Solve lowering converts the structurally prepared DAE into the Solve IR: a register-machine format that execution backends consume directly. The MLS B.1 functions become ComputeBlock graphs mixing two kinds of nodes:

NodeContents
ScalarProgramBlockFlat register programs (Vec<LinearOp>), one scalar output per program
Tensor program nodes (ComputeNode::MatMul, LinSolve, …)Tensor kernels with explicit shape/layout metadata and a scalar fallback

Solve adds no mathematics; it changes format. Keeping tensor structure explicit above the scalar layer is what lets a backend choose between scalar expansion (embedded C) and native kernels (BLAS/faer, CUDA, MLIR linalg) without re-deriving structure.

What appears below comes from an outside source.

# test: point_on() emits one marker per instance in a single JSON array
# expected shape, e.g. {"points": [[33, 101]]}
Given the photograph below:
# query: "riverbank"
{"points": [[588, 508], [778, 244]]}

SolveProblem is the base lowered problem. Expensive or non-canonical products (mass-matrix form, output projections) are separate artifacts requested by the backends that need them.

Execution Adapters

Execution adapters wrap toolchains and runtime APIs around generated or lowered code. They must not own semantics — no DAE lowering, no structural rewrites, no template policy:

CrateRole
rumoca-exec-craneliftIn-process JIT via Cranelift
rumoca-exec-mlirMLIR-based compilation path
rumoca-exec-wasmWASM execution backend

The generated-code targets (rust-solve, c-solve, embedded-c, cuda-c, cuda-nvrtc-solve-jit, fmi2/fmi3) consume Solve through the codegen engine instead — see Code Generation Engine.

Adding a New Backend

The pathway for a new execution backend (the same one a future WebGPU/WGSL backend would take):

  1. Decide the consumption model: a codegen target (templates rendering kernels, like cuda-c) or an execution adapter (an API wrapper, like rumoca-exec-cranelift) — or both, like the NVRTC JIT.
  2. Consume Solve IR. If the backend needs tensor structure, use the tensor program nodes; every node guarantees a scalar fallback, so a backend can start scalar-only and specialize incrementally.
  3. Declare capabilities honestly in the target manifest — readiness level and per-feature support columns are what rumoca targets reports.
  4. Keep language/toolchain specifics in the target’s target.toml and templates, never in phase logic (SPEC_0029).